The Pinnacle

Stories and ideas from Big Blue Digital.

Avoid user rejection: How to get your team ready for change

Putting in a new system - only to have it rejected by your team - is one of the greatest fears of any business considering a digital transformation project. 

If you're investing a chunk of money in something new, you don't want it's launch to be met with crickets, or worse, outright anger or frustration.

Here are four strategies - taken from experiences we’ve had with our clients - to help avoid user rejection.

1. Find your internal champions.

When we've been invovled in delivering SharePoint Intranet projects to organisations, our technical work has almost been secondary to the work we've done in coordinating working groups, facilitating conversation and decisions (which inform the technical build) and giving the team members we're working with the information they need to help discuss the solution at the water cooler.

Having a good reference group, who meet frequently and are representative of the cross-section of your business, is priceless in this scenrio.

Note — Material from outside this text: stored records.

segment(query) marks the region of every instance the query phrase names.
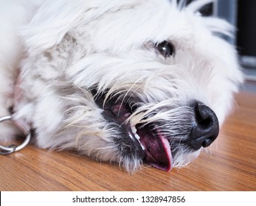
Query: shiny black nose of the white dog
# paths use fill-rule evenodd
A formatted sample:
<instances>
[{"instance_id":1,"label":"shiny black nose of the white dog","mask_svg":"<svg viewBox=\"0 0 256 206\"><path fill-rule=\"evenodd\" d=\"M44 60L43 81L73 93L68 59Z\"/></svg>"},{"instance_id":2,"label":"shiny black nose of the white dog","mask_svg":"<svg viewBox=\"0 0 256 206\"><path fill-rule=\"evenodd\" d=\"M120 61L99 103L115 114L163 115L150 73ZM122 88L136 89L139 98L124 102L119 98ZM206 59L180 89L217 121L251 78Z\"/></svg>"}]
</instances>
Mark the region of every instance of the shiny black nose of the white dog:
<instances>
[{"instance_id":1,"label":"shiny black nose of the white dog","mask_svg":"<svg viewBox=\"0 0 256 206\"><path fill-rule=\"evenodd\" d=\"M187 143L192 149L207 147L215 141L218 136L218 118L215 113L201 102L193 102L195 111L195 123L190 132Z\"/></svg>"}]
</instances>

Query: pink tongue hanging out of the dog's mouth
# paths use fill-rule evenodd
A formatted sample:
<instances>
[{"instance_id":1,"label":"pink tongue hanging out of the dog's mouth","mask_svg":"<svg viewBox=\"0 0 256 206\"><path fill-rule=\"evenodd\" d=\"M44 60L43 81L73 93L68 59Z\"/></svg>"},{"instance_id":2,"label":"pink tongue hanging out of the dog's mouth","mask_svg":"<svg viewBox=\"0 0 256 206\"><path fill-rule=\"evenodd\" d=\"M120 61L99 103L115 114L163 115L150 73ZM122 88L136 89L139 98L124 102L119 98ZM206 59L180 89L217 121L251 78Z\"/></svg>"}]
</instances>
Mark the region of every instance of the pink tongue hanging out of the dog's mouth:
<instances>
[{"instance_id":1,"label":"pink tongue hanging out of the dog's mouth","mask_svg":"<svg viewBox=\"0 0 256 206\"><path fill-rule=\"evenodd\" d=\"M145 163L164 171L170 171L173 158L167 138L160 132L152 135L152 131L145 131L145 129L137 129L137 133L140 137L139 141L145 147Z\"/></svg>"}]
</instances>

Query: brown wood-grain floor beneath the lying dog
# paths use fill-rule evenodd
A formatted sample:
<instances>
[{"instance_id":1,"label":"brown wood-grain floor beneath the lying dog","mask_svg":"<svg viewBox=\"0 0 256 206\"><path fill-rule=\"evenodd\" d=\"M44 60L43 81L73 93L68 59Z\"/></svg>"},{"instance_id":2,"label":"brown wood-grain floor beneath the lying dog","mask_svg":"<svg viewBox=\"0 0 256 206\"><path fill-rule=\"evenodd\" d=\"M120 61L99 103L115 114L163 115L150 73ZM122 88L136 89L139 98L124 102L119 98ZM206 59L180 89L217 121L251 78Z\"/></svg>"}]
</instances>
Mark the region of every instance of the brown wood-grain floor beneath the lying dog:
<instances>
[{"instance_id":1,"label":"brown wood-grain floor beneath the lying dog","mask_svg":"<svg viewBox=\"0 0 256 206\"><path fill-rule=\"evenodd\" d=\"M0 156L0 191L256 191L256 94L236 96L211 154L189 167L128 174L67 152L33 146Z\"/></svg>"}]
</instances>

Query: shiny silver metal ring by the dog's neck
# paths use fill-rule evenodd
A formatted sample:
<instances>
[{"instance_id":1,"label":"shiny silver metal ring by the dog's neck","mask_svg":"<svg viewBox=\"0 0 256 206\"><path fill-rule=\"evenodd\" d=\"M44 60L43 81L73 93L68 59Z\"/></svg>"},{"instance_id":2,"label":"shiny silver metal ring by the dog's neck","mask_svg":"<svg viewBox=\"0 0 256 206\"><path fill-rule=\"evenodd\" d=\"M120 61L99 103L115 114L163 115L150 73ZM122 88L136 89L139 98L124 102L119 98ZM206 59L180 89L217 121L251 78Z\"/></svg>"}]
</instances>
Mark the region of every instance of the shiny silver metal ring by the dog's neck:
<instances>
[{"instance_id":1,"label":"shiny silver metal ring by the dog's neck","mask_svg":"<svg viewBox=\"0 0 256 206\"><path fill-rule=\"evenodd\" d=\"M0 122L8 121L8 120L13 121L12 116L4 116L4 117L0 118ZM27 134L24 134L24 135L26 135L26 139L19 146L15 146L15 145L1 146L0 145L0 150L2 150L0 152L0 154L10 154L10 153L13 153L13 152L17 152L17 151L23 149L25 146L27 146L27 144L30 142L31 133L28 132Z\"/></svg>"}]
</instances>

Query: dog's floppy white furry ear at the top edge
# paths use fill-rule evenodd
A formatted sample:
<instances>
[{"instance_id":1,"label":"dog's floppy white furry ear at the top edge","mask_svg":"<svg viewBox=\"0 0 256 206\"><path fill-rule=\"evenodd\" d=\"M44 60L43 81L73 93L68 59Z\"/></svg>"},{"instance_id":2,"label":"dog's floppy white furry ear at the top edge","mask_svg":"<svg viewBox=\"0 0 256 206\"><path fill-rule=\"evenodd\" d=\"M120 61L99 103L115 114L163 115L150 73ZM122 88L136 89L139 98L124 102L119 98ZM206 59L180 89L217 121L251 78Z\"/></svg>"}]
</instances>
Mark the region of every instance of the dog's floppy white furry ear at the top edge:
<instances>
[{"instance_id":1,"label":"dog's floppy white furry ear at the top edge","mask_svg":"<svg viewBox=\"0 0 256 206\"><path fill-rule=\"evenodd\" d=\"M111 0L46 1L30 24L20 29L19 34L24 39L28 52L38 54L60 43L70 29L87 24L106 12L128 6L131 2L114 1L113 5Z\"/></svg>"}]
</instances>

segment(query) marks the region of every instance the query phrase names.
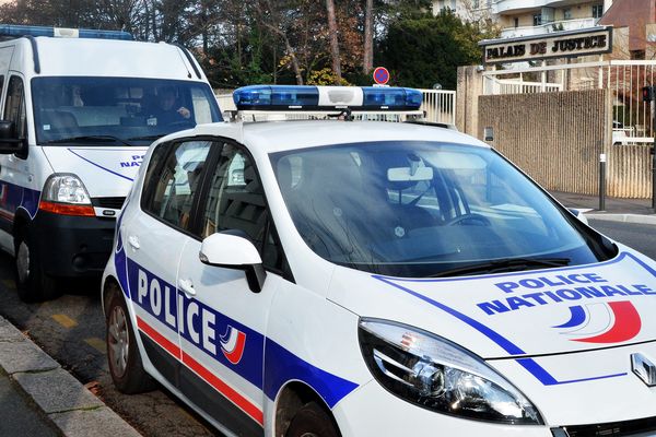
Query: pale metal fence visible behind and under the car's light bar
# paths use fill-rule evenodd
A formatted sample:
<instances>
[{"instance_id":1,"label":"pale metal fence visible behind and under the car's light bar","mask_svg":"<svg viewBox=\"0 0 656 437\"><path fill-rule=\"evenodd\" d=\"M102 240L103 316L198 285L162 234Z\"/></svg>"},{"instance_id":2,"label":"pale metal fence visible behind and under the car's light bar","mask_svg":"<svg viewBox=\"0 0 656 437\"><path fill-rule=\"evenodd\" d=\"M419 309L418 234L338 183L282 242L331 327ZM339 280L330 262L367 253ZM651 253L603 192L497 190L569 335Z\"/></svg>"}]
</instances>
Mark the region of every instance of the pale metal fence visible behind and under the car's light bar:
<instances>
[{"instance_id":1,"label":"pale metal fence visible behind and under the car's light bar","mask_svg":"<svg viewBox=\"0 0 656 437\"><path fill-rule=\"evenodd\" d=\"M456 123L456 92L444 90L420 90L423 94L423 103L420 110L424 111L425 120L432 122L455 125ZM232 93L216 94L216 101L221 110L235 110ZM316 113L285 113L285 120L301 120L317 118ZM395 114L355 114L359 120L379 121L403 121L405 117Z\"/></svg>"}]
</instances>

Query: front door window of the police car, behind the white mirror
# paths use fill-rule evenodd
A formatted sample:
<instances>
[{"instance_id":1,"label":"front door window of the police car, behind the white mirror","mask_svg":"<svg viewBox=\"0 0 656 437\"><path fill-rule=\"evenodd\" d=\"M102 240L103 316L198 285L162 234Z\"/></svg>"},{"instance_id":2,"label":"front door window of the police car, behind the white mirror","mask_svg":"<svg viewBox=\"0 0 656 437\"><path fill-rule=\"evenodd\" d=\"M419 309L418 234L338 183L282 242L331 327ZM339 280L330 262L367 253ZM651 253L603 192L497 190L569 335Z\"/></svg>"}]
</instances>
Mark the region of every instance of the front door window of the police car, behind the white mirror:
<instances>
[{"instance_id":1,"label":"front door window of the police car, behind the white mirror","mask_svg":"<svg viewBox=\"0 0 656 437\"><path fill-rule=\"evenodd\" d=\"M238 146L225 143L209 181L200 209L202 238L221 231L242 231L260 251L265 267L282 270L282 250L253 160Z\"/></svg>"}]
</instances>

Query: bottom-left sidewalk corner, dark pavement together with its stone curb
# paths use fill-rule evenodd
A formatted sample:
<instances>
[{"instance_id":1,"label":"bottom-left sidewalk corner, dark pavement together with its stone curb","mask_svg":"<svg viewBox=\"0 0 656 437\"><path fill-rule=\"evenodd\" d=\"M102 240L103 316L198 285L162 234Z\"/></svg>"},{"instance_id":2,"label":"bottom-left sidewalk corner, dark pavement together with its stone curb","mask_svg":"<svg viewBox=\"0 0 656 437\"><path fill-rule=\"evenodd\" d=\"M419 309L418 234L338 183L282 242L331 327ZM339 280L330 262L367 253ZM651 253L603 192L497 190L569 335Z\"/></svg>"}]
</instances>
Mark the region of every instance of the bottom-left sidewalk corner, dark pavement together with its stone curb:
<instances>
[{"instance_id":1,"label":"bottom-left sidewalk corner, dark pavement together with its stone curb","mask_svg":"<svg viewBox=\"0 0 656 437\"><path fill-rule=\"evenodd\" d=\"M3 417L9 418L0 422L2 436L140 436L2 317L0 401Z\"/></svg>"}]
</instances>

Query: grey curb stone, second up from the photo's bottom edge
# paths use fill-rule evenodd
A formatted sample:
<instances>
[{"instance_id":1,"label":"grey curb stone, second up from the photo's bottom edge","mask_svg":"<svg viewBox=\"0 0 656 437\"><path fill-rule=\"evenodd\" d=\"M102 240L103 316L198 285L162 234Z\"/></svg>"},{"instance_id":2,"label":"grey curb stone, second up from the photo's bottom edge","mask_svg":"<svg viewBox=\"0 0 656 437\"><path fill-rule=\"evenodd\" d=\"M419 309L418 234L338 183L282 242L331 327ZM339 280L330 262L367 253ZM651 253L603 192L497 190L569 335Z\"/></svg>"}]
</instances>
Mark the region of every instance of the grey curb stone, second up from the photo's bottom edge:
<instances>
[{"instance_id":1,"label":"grey curb stone, second up from the photo's bottom edge","mask_svg":"<svg viewBox=\"0 0 656 437\"><path fill-rule=\"evenodd\" d=\"M46 414L104 405L62 368L35 374L14 374L13 378Z\"/></svg>"}]
</instances>

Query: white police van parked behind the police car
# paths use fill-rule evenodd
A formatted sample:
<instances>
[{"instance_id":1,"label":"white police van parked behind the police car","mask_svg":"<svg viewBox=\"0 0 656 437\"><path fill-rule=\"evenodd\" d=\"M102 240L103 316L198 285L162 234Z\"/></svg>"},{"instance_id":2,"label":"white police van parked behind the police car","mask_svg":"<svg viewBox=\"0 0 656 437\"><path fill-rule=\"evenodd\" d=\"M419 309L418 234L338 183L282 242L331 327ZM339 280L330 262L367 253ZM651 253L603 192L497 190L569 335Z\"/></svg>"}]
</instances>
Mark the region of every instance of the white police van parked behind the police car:
<instances>
[{"instance_id":1,"label":"white police van parked behind the police car","mask_svg":"<svg viewBox=\"0 0 656 437\"><path fill-rule=\"evenodd\" d=\"M148 145L221 120L186 49L131 39L0 25L0 247L25 300L99 276Z\"/></svg>"}]
</instances>

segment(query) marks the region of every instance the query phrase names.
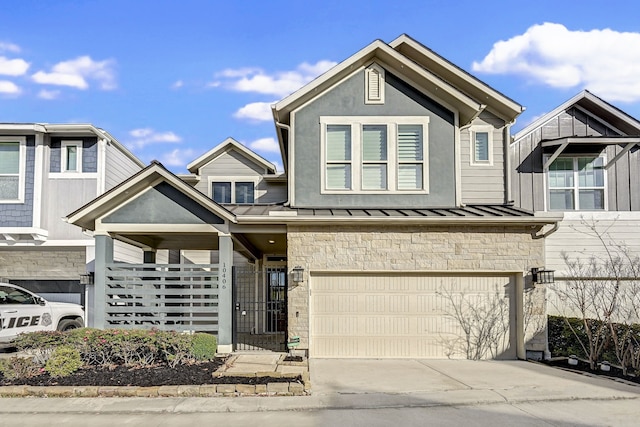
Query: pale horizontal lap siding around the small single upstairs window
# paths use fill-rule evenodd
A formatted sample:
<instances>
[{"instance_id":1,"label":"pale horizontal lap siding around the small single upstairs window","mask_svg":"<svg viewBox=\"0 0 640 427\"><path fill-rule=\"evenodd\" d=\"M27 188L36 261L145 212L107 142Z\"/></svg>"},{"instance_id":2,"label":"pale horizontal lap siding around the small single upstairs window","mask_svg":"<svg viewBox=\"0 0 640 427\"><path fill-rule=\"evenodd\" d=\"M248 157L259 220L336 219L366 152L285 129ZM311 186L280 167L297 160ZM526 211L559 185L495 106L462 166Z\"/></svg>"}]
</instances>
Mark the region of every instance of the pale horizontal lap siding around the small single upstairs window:
<instances>
[{"instance_id":1,"label":"pale horizontal lap siding around the small single upstairs window","mask_svg":"<svg viewBox=\"0 0 640 427\"><path fill-rule=\"evenodd\" d=\"M493 127L492 162L473 164L471 133L474 126ZM463 203L504 203L504 120L483 112L469 128L460 131L460 178Z\"/></svg>"}]
</instances>

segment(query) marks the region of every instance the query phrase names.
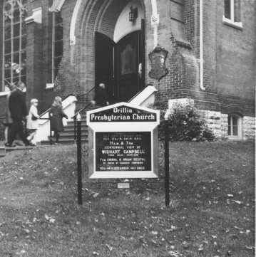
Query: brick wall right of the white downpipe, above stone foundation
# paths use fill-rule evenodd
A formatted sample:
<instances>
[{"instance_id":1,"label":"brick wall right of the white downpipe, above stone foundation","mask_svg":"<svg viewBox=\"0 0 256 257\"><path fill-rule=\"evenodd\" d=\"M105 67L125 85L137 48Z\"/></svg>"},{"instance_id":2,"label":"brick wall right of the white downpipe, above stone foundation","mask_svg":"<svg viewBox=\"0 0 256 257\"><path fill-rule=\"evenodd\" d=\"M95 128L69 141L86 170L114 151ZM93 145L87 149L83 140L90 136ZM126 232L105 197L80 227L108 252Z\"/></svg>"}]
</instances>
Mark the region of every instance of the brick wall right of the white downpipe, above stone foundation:
<instances>
[{"instance_id":1,"label":"brick wall right of the white downpipe, above stone foundation","mask_svg":"<svg viewBox=\"0 0 256 257\"><path fill-rule=\"evenodd\" d=\"M224 1L204 1L204 80L222 112L255 115L255 1L241 1L242 29L222 22ZM229 112L232 112L229 107Z\"/></svg>"}]
</instances>

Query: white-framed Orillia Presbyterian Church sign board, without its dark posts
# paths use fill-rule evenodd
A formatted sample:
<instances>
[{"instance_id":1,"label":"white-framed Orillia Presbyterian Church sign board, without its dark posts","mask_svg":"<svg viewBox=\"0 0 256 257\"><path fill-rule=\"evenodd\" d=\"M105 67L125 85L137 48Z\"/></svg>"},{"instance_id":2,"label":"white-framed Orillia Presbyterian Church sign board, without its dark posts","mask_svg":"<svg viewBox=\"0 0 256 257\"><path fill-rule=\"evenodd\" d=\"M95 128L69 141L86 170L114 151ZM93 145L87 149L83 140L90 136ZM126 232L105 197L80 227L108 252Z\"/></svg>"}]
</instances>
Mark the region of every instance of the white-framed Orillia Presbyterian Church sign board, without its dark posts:
<instances>
[{"instance_id":1,"label":"white-framed Orillia Presbyterian Church sign board, without its dark posts","mask_svg":"<svg viewBox=\"0 0 256 257\"><path fill-rule=\"evenodd\" d=\"M88 111L89 178L157 178L159 116L130 103Z\"/></svg>"}]
</instances>

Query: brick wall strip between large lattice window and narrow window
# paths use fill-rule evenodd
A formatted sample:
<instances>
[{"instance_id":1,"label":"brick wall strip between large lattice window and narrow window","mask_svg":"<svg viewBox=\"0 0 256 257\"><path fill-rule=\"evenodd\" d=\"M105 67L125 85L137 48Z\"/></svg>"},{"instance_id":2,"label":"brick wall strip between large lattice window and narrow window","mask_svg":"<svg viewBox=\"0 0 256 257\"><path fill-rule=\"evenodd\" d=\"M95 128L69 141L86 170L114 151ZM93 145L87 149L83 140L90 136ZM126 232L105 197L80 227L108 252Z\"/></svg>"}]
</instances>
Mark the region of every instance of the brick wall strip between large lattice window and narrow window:
<instances>
[{"instance_id":1,"label":"brick wall strip between large lattice window and narrow window","mask_svg":"<svg viewBox=\"0 0 256 257\"><path fill-rule=\"evenodd\" d=\"M26 25L28 42L27 52L27 102L31 98L39 99L39 112L48 107L46 83L51 81L51 15L49 7L51 1L31 1L27 5L27 15L31 16L32 10L42 8L42 23L29 23Z\"/></svg>"}]
</instances>

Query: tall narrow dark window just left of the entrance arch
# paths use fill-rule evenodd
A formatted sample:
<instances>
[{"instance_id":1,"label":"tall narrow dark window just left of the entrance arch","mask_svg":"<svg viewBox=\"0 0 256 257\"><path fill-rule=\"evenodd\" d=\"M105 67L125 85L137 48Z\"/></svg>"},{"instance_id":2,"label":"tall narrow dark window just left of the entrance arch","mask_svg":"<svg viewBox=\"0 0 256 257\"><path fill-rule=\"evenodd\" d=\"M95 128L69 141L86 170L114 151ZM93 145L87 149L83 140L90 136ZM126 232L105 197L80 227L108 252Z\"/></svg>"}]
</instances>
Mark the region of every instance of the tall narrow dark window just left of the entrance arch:
<instances>
[{"instance_id":1,"label":"tall narrow dark window just left of the entrance arch","mask_svg":"<svg viewBox=\"0 0 256 257\"><path fill-rule=\"evenodd\" d=\"M53 11L51 80L54 83L63 56L63 20L60 12Z\"/></svg>"}]
</instances>

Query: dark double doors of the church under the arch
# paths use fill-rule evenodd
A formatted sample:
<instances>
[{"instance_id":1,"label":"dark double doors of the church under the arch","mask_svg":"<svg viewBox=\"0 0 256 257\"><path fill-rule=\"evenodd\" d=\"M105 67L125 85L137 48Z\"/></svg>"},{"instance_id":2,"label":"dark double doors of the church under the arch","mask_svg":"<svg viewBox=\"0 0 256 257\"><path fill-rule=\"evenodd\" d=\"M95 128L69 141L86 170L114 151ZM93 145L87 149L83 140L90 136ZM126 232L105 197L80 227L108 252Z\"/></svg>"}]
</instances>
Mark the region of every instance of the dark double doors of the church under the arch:
<instances>
[{"instance_id":1,"label":"dark double doors of the church under the arch","mask_svg":"<svg viewBox=\"0 0 256 257\"><path fill-rule=\"evenodd\" d=\"M129 33L117 43L98 32L95 39L96 85L106 84L111 103L130 100L144 86L143 31Z\"/></svg>"}]
</instances>

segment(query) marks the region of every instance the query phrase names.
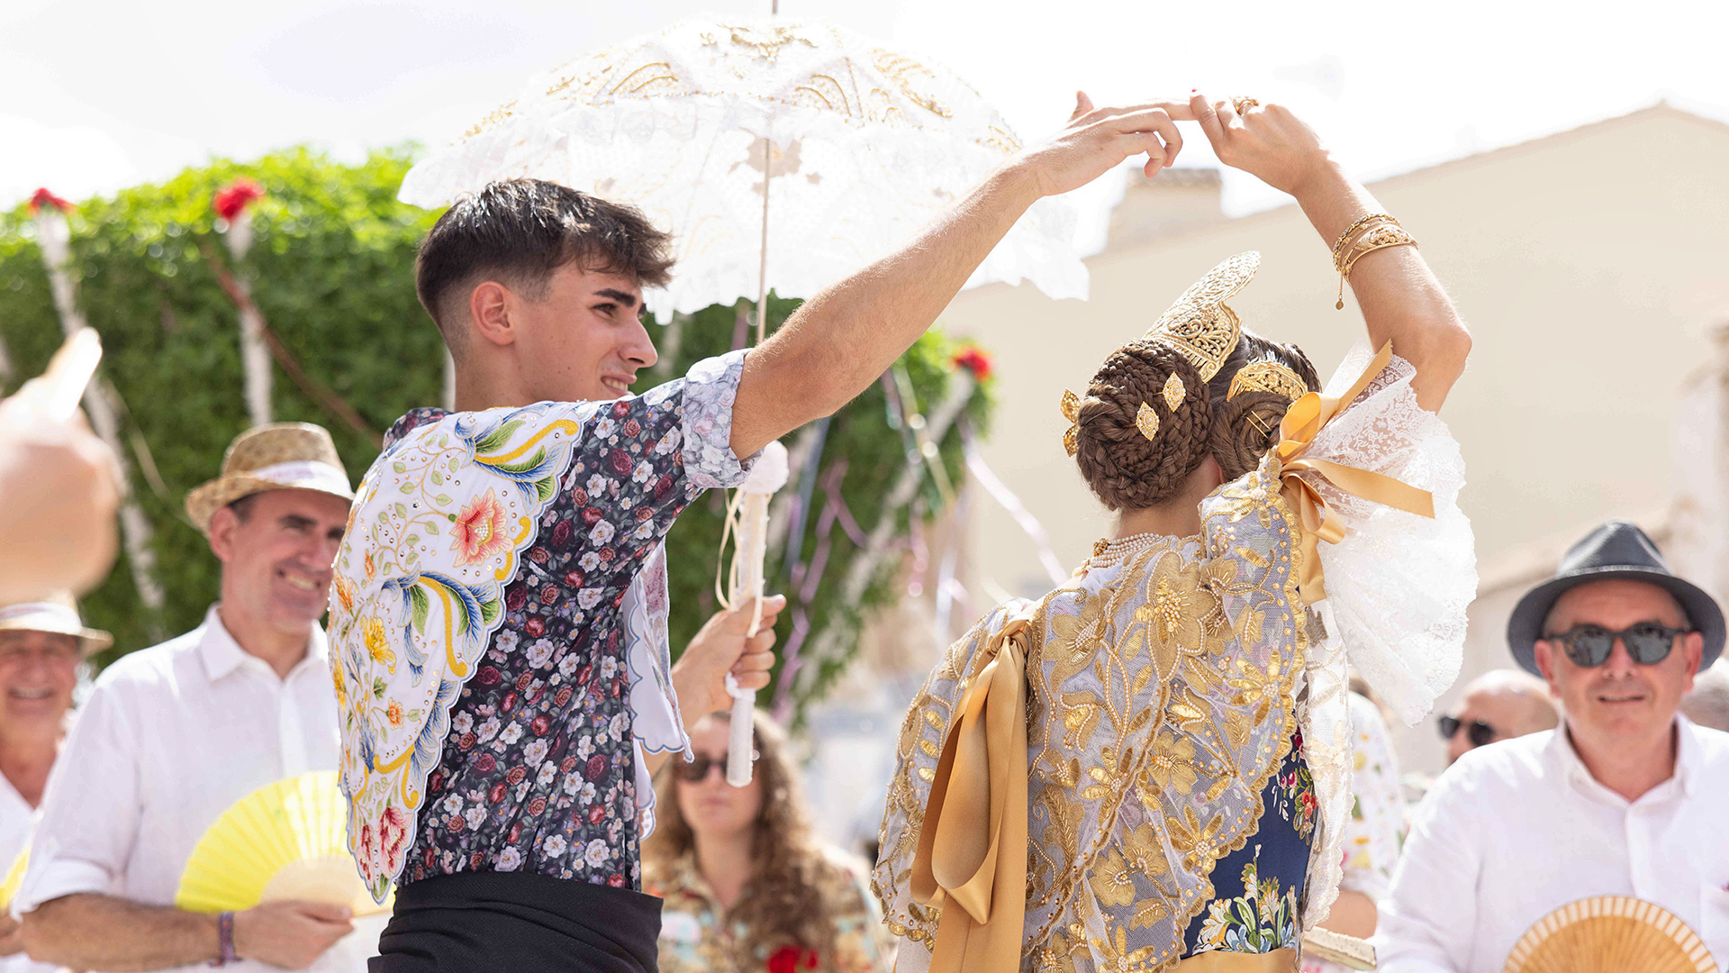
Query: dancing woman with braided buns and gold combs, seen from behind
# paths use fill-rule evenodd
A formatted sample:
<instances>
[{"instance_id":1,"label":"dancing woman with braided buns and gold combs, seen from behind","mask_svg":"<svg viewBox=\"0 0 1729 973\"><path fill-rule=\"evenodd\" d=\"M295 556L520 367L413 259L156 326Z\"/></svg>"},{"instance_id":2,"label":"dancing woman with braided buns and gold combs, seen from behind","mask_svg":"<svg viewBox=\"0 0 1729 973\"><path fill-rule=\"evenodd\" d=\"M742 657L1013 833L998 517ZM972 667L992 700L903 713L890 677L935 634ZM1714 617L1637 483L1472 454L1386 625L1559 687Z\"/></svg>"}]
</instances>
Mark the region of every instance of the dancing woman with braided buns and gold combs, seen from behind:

You will take as much information from them on how to mitigate the risk of user rejection, as they will take from you to share back with their colleagues.

So who should they be? Volunteers, and people who understand your current systems are perfect. But sometimes the best internal champions are those you think will really hate the new thing, or that struggle with technology.

If you can convince these team members, and show them how the new system will help them do their work everyday, then it's likely the whole organisation will be convinced much more readily.

2. Treat change as a marketing campaign

Consider the lead up to, testing and launch of your new system each as opportunities to create (positive) buzz with the team.

If we were about to start marketing for a new client, we'd first look at their Digital Ecosystem. What tools do they have to help us share the message.

Desk stickers. Posters. Surveys. Naming Competitions for an intranet. All of these peak interest.

3. Get creative

We recently created and launched a new website for a client. This website represents a number of geographically dispersed franchises, and given that a website is the focal point for all sales online, it was important that all players were on board.

Alongside the website we created an internal communications strategy that included the creation of short videos. These videos introduced the new site, its key features and benefits and purpose to the franchisees. Video allowed the business to get more personal with their franchisees. It put a face to the message and showed the story much more than an email or phone call could.

Are you kicking off a new campaign or wanting to do an extra sales push? Think about how you can deliver the message in a more personal way... rather than an old school blanket all company memo...

4.Take feedback - and use it

In the video, as part of the project I just mentioned, the various spokespeople for the website explained what had been created, why and, most importantly, what happens next.

So, what did happen next?

All franchisees were invited to fill out a feedback form or give feedback over the phone. Their opinions were sought to improve the website, and give them ownership of the project. Asking for opinions is a great way to encourage greater ownership of a specific initiative.